I was privileged to hear a few people's views on this.
One said that routine makes a person responsible. Does it? Or does it merely teach a person to accomplish mundane tasks? Perhaps when you have a particular routine, you feel obliged to carry them out because you would feel that something is lacking at the end of the day. I know that I get all restless and uneasy when I skip out on something during my day — like putting on sun block (hey, people have coffee, I have sun block!). Even in taking a shower, I have a routine. I shampoo, I put on my moisturizing conditioner and leave it on while I scrub my body, wash my face and brush my teeth (yes, I brush my teeth in the shower). Then I will rinse off my conditioner. When I'm distracted, I end up shampoo-ing my hair twice and miss out on washing my face. And this completely messes up my whole day. Something like that. The same applies to the bigger things in life… like a daily (or even weekly) routine of doing the laundry, paying the bills, cleaning the house, etc. So maybe, yes, routine does make you responsible… and efficient!
Another said that routines make her unable to compromise… especially with the age factor coming in strongly every year. Because she's so used to doing her own thing having to take care of herself for a while now, she finds it more and more difficult to accommodate other people in her life. Ahem, difficulty in finding a life partner. Everyday, she has work, chores, errands and extra-curricular activities (like going to the gym, playing mah-jong and having drinks with girlfriends).
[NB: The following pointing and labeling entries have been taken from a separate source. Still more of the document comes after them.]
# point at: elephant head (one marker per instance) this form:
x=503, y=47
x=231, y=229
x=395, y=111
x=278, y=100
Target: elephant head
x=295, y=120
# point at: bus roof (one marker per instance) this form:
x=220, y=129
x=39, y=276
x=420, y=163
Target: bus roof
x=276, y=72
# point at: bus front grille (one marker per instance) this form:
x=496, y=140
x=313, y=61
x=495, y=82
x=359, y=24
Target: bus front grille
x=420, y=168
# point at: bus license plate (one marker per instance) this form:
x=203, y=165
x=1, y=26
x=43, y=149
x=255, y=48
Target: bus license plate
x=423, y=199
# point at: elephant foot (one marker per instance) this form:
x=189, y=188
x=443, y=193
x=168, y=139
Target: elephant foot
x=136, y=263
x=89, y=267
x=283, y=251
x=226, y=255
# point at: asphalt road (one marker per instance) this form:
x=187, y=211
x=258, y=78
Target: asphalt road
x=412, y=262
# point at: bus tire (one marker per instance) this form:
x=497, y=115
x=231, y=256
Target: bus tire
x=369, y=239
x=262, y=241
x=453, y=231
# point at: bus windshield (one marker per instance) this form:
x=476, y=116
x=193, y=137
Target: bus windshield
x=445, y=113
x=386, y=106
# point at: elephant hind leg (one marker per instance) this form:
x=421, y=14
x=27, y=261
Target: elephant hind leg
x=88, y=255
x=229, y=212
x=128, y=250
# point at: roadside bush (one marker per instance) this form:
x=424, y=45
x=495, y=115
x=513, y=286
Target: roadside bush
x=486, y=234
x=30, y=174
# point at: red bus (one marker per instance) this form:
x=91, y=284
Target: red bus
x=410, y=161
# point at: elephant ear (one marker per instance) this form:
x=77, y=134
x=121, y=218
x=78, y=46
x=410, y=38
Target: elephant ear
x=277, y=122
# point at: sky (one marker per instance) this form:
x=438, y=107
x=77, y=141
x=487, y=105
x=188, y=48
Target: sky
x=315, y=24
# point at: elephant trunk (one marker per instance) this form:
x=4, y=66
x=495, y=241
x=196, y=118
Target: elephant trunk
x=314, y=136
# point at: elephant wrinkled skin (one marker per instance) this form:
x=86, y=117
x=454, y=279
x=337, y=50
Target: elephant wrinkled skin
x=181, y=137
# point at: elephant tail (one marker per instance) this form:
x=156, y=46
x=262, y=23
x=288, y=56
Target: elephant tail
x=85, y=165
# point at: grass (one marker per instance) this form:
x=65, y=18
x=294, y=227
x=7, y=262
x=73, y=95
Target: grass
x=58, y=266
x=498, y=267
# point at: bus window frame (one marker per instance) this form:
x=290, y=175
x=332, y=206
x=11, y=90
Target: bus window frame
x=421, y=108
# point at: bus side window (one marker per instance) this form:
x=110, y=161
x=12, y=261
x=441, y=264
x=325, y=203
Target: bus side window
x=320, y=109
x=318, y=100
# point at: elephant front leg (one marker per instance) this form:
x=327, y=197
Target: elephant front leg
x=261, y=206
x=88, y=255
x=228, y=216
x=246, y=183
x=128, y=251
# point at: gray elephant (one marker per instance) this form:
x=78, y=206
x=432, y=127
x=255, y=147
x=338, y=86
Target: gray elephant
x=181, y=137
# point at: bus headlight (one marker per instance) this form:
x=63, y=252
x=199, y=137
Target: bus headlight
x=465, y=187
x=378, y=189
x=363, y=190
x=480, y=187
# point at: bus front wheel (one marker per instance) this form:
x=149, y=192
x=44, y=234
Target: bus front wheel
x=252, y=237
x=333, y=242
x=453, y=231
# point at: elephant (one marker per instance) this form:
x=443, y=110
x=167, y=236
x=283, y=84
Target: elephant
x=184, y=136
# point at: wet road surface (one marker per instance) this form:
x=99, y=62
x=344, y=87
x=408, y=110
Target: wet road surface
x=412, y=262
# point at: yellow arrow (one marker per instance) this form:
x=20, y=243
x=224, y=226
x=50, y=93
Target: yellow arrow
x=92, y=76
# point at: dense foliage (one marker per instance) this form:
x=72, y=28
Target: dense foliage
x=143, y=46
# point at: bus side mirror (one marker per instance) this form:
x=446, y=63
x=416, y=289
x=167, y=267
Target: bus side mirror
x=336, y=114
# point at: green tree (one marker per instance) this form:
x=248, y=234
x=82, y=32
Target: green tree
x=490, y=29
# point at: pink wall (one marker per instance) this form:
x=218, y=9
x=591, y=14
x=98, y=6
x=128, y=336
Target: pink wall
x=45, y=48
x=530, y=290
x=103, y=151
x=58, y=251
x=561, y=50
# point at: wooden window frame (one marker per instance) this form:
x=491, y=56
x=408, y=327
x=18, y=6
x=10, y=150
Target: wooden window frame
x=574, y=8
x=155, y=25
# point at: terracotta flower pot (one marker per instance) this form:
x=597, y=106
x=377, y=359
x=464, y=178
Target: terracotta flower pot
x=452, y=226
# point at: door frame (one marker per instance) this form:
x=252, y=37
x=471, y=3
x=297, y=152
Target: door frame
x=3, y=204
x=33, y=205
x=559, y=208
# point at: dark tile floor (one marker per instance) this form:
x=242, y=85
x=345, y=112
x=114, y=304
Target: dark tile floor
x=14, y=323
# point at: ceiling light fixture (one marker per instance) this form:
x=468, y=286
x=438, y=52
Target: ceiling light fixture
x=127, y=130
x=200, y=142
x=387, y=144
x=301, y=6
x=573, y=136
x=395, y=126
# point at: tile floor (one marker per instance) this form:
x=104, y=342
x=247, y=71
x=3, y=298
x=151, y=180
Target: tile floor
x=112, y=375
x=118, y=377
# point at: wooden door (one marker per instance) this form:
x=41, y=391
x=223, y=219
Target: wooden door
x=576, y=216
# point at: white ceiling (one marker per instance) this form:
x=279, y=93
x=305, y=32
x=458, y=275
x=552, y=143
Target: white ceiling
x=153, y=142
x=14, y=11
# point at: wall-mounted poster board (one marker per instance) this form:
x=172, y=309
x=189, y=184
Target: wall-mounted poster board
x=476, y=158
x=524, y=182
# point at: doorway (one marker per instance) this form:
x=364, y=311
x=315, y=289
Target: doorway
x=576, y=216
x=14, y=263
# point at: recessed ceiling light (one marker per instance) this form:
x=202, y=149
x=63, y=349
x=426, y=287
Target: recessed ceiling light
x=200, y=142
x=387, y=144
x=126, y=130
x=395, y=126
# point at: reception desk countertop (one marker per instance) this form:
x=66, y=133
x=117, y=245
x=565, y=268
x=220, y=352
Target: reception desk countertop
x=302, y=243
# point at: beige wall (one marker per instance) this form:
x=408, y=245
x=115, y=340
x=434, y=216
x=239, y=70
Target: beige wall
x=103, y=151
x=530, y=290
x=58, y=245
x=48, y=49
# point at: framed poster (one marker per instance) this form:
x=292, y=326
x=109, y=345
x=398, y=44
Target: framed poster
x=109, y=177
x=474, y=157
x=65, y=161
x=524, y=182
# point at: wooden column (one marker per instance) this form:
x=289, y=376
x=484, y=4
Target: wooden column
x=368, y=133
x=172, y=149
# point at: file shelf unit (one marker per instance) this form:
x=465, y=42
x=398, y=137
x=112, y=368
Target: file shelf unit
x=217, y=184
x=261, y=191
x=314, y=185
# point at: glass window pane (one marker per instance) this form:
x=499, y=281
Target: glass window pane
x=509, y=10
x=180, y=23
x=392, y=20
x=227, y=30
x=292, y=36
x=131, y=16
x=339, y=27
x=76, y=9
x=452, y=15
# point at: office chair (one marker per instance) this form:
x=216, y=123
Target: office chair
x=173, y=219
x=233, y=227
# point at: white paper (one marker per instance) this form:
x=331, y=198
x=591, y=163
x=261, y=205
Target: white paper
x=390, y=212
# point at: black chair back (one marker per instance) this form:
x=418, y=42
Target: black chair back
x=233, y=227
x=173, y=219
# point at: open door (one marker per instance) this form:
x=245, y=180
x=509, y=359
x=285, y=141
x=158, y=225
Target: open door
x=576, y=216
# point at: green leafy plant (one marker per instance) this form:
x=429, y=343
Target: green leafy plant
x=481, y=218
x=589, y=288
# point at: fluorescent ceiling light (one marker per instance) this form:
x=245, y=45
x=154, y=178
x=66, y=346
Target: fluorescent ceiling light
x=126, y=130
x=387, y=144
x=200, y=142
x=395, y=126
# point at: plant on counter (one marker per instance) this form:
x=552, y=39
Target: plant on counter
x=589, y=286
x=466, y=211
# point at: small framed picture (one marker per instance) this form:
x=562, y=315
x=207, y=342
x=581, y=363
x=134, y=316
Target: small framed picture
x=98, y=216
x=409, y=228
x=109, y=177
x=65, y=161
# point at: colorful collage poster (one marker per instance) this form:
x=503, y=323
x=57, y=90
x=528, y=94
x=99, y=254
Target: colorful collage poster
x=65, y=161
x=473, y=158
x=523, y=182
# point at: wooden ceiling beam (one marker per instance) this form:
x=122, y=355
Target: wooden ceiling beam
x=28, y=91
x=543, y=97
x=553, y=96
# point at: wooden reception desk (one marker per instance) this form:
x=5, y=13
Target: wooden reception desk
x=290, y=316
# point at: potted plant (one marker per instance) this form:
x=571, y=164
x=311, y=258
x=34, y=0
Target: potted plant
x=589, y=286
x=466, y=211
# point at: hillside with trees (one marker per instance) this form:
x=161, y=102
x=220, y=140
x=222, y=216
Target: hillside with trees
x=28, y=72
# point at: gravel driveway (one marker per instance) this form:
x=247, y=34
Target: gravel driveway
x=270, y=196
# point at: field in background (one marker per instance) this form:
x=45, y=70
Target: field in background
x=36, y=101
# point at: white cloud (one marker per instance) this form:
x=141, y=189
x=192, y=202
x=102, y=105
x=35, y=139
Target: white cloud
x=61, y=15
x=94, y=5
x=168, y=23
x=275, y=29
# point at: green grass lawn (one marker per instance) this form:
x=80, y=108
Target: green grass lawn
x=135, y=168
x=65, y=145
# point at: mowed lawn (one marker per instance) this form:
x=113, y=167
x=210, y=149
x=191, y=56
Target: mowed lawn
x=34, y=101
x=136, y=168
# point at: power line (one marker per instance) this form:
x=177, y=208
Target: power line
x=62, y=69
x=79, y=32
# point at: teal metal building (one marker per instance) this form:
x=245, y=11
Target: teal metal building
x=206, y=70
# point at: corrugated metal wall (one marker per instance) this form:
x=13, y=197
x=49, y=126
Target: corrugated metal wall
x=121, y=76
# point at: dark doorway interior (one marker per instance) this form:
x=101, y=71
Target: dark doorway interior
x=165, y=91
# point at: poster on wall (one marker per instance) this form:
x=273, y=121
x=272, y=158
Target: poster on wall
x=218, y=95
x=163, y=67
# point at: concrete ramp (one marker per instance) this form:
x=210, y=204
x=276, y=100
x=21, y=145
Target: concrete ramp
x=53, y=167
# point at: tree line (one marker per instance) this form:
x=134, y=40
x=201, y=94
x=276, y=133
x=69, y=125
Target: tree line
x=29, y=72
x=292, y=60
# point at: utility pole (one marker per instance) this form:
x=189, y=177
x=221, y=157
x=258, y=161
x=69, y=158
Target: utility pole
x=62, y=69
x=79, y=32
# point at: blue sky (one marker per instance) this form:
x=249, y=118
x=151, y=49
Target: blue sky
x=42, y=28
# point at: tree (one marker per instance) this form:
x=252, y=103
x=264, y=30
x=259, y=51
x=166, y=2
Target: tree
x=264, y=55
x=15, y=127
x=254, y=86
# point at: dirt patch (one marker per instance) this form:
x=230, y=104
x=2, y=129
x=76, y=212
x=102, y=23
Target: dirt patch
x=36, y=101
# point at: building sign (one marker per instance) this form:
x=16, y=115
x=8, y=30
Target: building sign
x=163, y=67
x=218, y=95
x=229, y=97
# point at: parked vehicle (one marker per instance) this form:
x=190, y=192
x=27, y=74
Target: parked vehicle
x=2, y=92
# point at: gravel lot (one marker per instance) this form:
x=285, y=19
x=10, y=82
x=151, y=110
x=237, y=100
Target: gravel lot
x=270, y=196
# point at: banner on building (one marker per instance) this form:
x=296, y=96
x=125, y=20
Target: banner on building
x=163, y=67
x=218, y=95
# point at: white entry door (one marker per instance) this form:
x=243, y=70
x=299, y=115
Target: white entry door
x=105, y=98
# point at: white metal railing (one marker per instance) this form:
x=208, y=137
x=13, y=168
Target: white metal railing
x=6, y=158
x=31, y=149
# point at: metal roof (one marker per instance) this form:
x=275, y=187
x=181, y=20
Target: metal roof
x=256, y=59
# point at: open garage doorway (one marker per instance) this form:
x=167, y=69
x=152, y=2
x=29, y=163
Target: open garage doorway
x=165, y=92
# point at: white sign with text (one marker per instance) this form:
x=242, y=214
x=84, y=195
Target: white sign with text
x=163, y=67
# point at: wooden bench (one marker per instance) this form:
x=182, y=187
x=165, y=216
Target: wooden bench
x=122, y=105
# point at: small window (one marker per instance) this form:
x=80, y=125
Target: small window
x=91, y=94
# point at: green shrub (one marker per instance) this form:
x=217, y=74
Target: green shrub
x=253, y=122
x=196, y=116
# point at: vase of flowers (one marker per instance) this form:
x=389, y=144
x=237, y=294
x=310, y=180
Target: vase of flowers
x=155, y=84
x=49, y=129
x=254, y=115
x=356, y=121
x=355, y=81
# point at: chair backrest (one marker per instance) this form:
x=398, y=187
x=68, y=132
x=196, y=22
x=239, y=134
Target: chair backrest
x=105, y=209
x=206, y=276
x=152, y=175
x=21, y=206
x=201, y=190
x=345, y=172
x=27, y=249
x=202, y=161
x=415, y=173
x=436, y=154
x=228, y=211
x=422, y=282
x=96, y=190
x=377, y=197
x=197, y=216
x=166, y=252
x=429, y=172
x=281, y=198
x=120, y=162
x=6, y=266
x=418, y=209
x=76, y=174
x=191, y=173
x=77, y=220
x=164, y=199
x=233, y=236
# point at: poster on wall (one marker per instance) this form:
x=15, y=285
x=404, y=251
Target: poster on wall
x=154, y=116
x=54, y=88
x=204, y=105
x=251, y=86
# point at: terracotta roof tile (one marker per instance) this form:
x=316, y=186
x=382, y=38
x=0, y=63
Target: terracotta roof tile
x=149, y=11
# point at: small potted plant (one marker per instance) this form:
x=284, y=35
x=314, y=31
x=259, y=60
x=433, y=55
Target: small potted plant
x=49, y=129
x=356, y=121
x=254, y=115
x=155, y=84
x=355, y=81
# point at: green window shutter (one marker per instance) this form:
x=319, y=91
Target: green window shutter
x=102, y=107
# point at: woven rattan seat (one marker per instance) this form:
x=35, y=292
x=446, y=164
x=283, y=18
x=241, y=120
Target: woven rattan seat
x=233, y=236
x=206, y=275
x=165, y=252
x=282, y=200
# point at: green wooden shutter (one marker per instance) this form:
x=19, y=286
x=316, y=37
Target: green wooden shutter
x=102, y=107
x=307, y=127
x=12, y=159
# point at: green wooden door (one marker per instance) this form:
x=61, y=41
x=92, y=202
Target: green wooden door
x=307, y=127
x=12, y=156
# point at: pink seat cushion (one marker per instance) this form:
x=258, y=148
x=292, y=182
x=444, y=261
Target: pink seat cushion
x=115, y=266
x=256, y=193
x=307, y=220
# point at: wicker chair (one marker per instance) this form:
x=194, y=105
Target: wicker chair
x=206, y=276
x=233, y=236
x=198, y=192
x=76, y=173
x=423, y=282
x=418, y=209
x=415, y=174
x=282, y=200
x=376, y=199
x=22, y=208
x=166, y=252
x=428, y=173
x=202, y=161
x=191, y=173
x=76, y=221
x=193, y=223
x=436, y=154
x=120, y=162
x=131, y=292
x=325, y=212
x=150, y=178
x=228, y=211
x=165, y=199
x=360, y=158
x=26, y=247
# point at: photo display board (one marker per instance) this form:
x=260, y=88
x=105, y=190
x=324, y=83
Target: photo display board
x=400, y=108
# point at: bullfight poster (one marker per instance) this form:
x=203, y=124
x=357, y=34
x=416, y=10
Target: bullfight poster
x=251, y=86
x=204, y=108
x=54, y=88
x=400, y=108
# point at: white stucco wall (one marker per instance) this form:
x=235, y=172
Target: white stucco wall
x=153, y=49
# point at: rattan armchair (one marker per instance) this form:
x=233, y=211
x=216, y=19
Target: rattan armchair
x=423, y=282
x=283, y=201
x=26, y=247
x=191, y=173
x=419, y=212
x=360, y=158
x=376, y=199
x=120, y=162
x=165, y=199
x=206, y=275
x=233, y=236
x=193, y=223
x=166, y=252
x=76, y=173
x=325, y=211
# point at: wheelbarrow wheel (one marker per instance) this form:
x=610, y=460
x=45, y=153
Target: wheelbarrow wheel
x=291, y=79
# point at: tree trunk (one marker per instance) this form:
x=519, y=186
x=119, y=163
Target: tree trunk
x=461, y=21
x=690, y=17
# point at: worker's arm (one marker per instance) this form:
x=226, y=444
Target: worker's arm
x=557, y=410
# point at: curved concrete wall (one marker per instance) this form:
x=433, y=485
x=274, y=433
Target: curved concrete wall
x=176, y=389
She's simply resistant to change and doesn't think any man is worth having when it means sorting her life all over again. Her argument, “I'll change everything in my life and at the end of the day, he walks away. And I'm back from the start again. Might as well not do it at all.” Is this protecting oneself from emotions or a slight sign of selfishness? Of course, I'm in no position to judge her because I don't know the whole story. But routine must not get in the way of happiness… granting that the theory makes all aspects of life better, thus making a person happy.
The third one illustrates that routine gives his life a structure and direction. Without it, he gets lost — sounds a bit like me, really. On the other hand, he also counters that the absence of routine lets us enjoy spontaneity. I must admit that there are people who live by “going with the flow.” Bless their souls as I've proven to myself that this concept is actually easier said than done. Blame my wary nature for it. There are (rare) times when I'm on holiday and I just refuse to make any commitments and schedules. This is because I want to deviate from my day-to-day life of subjecting myself to routines… and for once, be able to do things impulsively. I also use the “I'm too lazy to plan” bit to excuse myself on a more truthful manner. But I've discovered that I can only stand doing this for three days — tops! I then find myself asking “What do I do tomorrow? What am I to do later?” Believe it or not, I get bored of not planning. You can certainly take a girl out of her routine but you can't take the routine out of a girl.
I, however, would like to point out that sticking to a routine doesn't necessarily equate to inflexibility. I usually say that I'm not terribly fussy (speaking in relative terms, of course). I constantly try out new things… and if I like them, then maybe I'll include them in my routine. And I have no problems moving blocks of time around my little organizer (“I don't care when or what time I'm going to church this weekend; I just need to go”). There are people who just dislike interrupting their routines even though it means making things more inconvenient to other people. I absolutely hate people like that.
I hope they all get cancer.
Routines aren't necessarily bad… as long as it doesn't rule your life. Or else it will eventually destroy your life. It's good to be kept busy on a daily basis but let's not forget to appreciate the finer things in life. There is life outside our lives… we ought to explore them once in a while.
So to answer the question: Routines will break you if it's the only thing that makes you.
Routine — does it make or break a person?